Bainham is a settlement in the Tasman District of New Zealand. Originally called Riverdale, it is located inland from Golden Bay,  southwest of Collingwood.

Located in the Aorere valley, Bainham is situated on the northwestern side of the Aorere River. The settlement was originally called Riverdale, but when a post office was established there in 1896, a name change was required to avoid confusion with similarly named places, including Riversdale in Southland and Riverdale in Gisborne. The chosen name, Bainham, is a portmanteau of the surnames of two of the first European families to settle in the area, Bain and Graham.

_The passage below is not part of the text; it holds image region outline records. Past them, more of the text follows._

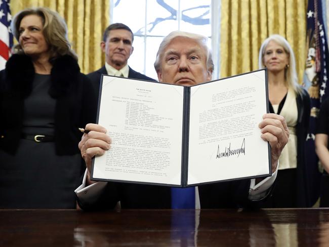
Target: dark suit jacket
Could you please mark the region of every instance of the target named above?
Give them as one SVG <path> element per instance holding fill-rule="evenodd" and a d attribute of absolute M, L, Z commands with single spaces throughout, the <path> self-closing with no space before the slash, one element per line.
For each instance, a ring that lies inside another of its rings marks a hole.
<path fill-rule="evenodd" d="M 102 67 L 98 70 L 92 72 L 87 74 L 87 76 L 89 77 L 90 80 L 93 82 L 94 86 L 95 87 L 95 90 L 97 92 L 97 98 L 98 98 L 98 94 L 99 93 L 99 84 L 101 81 L 101 76 L 102 74 L 107 74 L 106 69 L 105 65 Z M 153 81 L 156 81 L 154 79 L 151 77 L 146 76 L 146 75 L 141 74 L 140 73 L 135 71 L 130 67 L 129 67 L 129 73 L 128 74 L 128 77 L 133 79 L 139 79 L 141 80 L 152 80 Z"/>

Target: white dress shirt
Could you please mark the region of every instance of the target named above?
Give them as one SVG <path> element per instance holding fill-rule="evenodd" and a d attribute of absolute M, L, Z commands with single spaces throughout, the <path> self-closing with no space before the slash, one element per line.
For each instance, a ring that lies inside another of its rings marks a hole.
<path fill-rule="evenodd" d="M 251 179 L 250 188 L 249 189 L 249 199 L 251 200 L 258 200 L 264 198 L 268 193 L 268 190 L 270 188 L 275 181 L 277 170 L 279 167 L 278 161 L 277 166 L 275 171 L 272 174 L 271 177 L 266 178 L 257 184 L 256 179 Z M 97 182 L 94 184 L 86 186 L 86 182 L 87 177 L 87 170 L 86 170 L 85 176 L 83 180 L 83 183 L 78 187 L 74 192 L 81 202 L 88 201 L 92 203 L 96 201 L 99 196 L 102 194 L 102 191 L 106 186 L 107 182 Z M 200 198 L 199 197 L 199 190 L 197 186 L 195 187 L 195 209 L 200 209 Z"/>
<path fill-rule="evenodd" d="M 120 70 L 118 70 L 105 62 L 105 69 L 107 74 L 109 75 L 115 75 L 128 78 L 129 74 L 129 66 L 128 64 L 126 64 Z"/>

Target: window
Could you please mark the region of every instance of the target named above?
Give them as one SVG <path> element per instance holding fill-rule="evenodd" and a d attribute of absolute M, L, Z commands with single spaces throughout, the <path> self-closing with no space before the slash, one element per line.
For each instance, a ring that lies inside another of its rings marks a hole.
<path fill-rule="evenodd" d="M 211 46 L 211 0 L 111 1 L 111 23 L 124 23 L 134 34 L 129 65 L 148 76 L 157 79 L 153 67 L 156 52 L 172 31 L 207 36 Z"/>

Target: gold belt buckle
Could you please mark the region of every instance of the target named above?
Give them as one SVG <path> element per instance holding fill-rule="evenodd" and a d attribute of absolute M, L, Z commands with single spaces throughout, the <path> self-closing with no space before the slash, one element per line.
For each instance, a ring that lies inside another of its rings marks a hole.
<path fill-rule="evenodd" d="M 42 135 L 36 135 L 34 136 L 34 141 L 35 141 L 36 142 L 40 142 L 41 141 L 39 141 L 37 138 L 38 137 L 45 137 L 45 136 L 43 136 Z"/>

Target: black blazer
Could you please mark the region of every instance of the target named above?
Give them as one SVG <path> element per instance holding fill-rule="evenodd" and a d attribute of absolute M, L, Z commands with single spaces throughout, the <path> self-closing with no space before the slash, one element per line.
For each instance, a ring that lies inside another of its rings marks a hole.
<path fill-rule="evenodd" d="M 24 102 L 32 90 L 35 71 L 30 57 L 15 54 L 0 71 L 0 149 L 15 154 L 24 118 Z M 80 72 L 77 61 L 65 55 L 53 61 L 49 94 L 56 99 L 55 143 L 56 154 L 79 153 L 81 133 L 77 128 L 95 122 L 96 92 Z"/>
<path fill-rule="evenodd" d="M 100 69 L 96 71 L 92 72 L 91 73 L 87 74 L 87 76 L 89 77 L 90 80 L 93 82 L 93 84 L 95 88 L 95 90 L 97 92 L 97 96 L 98 98 L 99 93 L 99 85 L 101 81 L 101 76 L 102 74 L 107 74 L 107 71 L 105 68 L 105 66 L 103 66 Z M 130 67 L 129 67 L 129 73 L 128 74 L 128 78 L 132 79 L 139 79 L 141 80 L 151 80 L 153 81 L 156 81 L 154 79 L 151 77 L 146 76 L 146 75 L 141 74 L 140 73 L 135 71 Z"/>

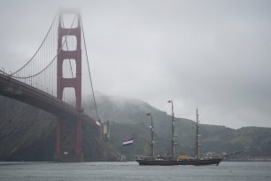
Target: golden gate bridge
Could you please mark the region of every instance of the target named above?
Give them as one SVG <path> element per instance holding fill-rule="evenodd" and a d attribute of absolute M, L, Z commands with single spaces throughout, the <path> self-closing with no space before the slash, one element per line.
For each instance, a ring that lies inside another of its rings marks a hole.
<path fill-rule="evenodd" d="M 69 25 L 66 26 L 66 21 Z M 96 107 L 96 118 L 84 113 L 82 97 L 82 51 Z M 100 129 L 83 24 L 75 10 L 63 10 L 53 19 L 41 45 L 27 63 L 14 72 L 0 70 L 0 94 L 47 111 L 58 117 L 55 158 L 83 161 L 81 124 Z"/>

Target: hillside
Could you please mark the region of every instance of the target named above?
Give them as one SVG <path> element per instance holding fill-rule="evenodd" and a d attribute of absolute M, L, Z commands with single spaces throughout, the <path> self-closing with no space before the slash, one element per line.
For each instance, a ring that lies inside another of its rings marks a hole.
<path fill-rule="evenodd" d="M 141 100 L 103 94 L 98 94 L 97 102 L 100 118 L 103 121 L 113 122 L 111 127 L 111 142 L 116 146 L 114 146 L 116 150 L 127 154 L 126 149 L 128 149 L 128 155 L 148 154 L 151 153 L 150 146 L 142 138 L 150 140 L 149 126 L 151 122 L 146 114 L 151 112 L 157 138 L 156 153 L 157 154 L 170 153 L 171 116 L 166 113 L 159 111 Z M 95 114 L 93 103 L 85 103 L 85 110 L 92 110 L 90 113 Z M 122 123 L 125 124 L 122 125 Z M 125 125 L 127 128 L 123 128 Z M 138 125 L 142 125 L 144 130 L 143 128 L 141 128 L 142 130 L 137 130 Z M 200 124 L 199 126 L 199 134 L 202 136 L 202 146 L 200 148 L 202 154 L 209 152 L 221 154 L 222 153 L 230 153 L 238 150 L 247 150 L 245 153 L 236 156 L 243 159 L 271 157 L 271 128 L 244 127 L 234 130 L 216 125 Z M 178 153 L 193 154 L 195 129 L 195 122 L 176 118 L 175 131 L 178 135 L 176 138 L 178 142 L 176 152 Z M 120 130 L 134 130 L 134 131 L 123 133 Z M 118 140 L 115 139 L 115 134 L 119 137 Z M 133 148 L 124 149 L 120 147 L 121 140 L 127 138 L 134 138 L 134 150 Z M 137 146 L 136 142 L 143 146 L 142 153 L 138 153 L 140 146 Z"/>
<path fill-rule="evenodd" d="M 83 98 L 87 100 L 89 98 Z M 83 123 L 83 152 L 86 161 L 115 161 L 120 154 L 149 155 L 150 118 L 153 114 L 156 154 L 170 153 L 171 116 L 141 100 L 98 94 L 99 117 L 111 122 L 111 139 L 102 142 L 99 133 Z M 95 117 L 93 102 L 84 102 L 84 110 Z M 195 122 L 176 118 L 176 153 L 193 155 Z M 200 124 L 201 154 L 248 150 L 238 158 L 271 157 L 271 129 L 247 127 L 238 130 Z M 0 96 L 0 161 L 52 161 L 55 151 L 56 118 L 42 110 Z M 122 147 L 122 141 L 134 144 Z"/>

A telegraph office opened at Bainham in 1898.

In 1906, the population of Bainham was over 100, with the main activities in the area being dairy farming, gold mining in the Quartz Ranges, further up the Aorere River, and timber milling.

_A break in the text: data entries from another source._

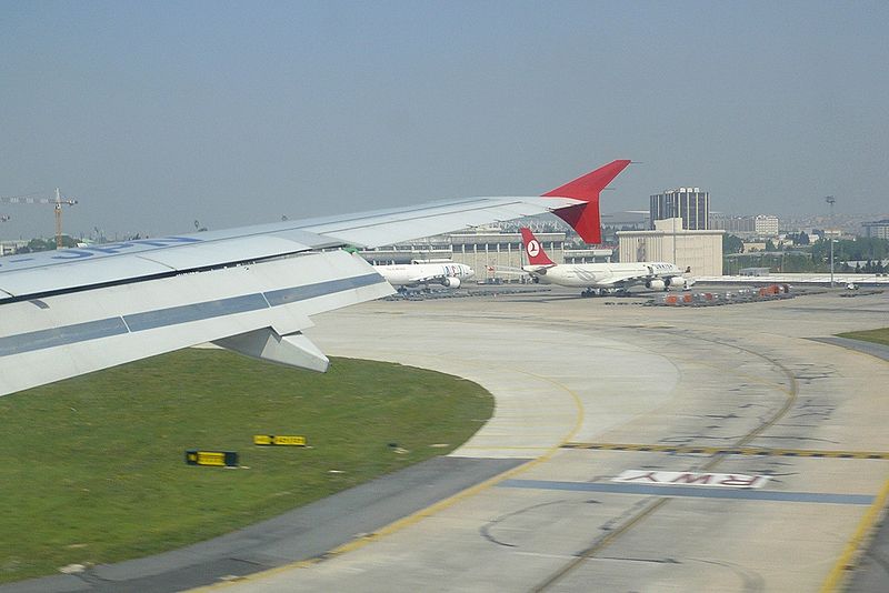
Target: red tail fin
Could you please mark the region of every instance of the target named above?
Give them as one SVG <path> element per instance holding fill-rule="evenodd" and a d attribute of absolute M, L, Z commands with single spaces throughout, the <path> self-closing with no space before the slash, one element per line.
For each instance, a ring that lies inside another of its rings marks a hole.
<path fill-rule="evenodd" d="M 630 164 L 630 161 L 612 161 L 543 195 L 575 198 L 587 202 L 586 204 L 565 208 L 557 211 L 556 214 L 570 224 L 587 243 L 601 243 L 602 225 L 599 218 L 599 192 L 611 183 L 611 180 L 618 177 L 628 164 Z"/>
<path fill-rule="evenodd" d="M 531 229 L 520 229 L 520 231 L 521 242 L 525 243 L 525 253 L 528 255 L 528 263 L 531 265 L 556 265 L 556 263 L 549 259 L 547 252 L 543 251 L 543 245 L 537 240 Z"/>

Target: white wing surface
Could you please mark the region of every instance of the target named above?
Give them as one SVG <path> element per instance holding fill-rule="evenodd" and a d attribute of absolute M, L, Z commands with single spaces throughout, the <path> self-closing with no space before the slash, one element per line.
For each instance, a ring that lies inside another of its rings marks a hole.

A new combined post office and general store was built in 1928 by the local postmaster, Edward Bates Langford. He leased part of the building to the Post Office and Telegraph Department to provide postal services, while using the remainder as a store. Langford's granddaughter, Lorna Langford, took over as postmistress in 1952 and the running of the general store in 1954. She ran the businesses until retiring in 2009. Lorna Langford died in 2020. The building was accorded historic place category 2 listing by Heritage New Zealand in 1990, and has become a tourist attraction in its own right.

Bainham is the nearest settlement to the northern end of the Heaphy Track,  to the southwest, and is a gateway to the Kahurangi National Park.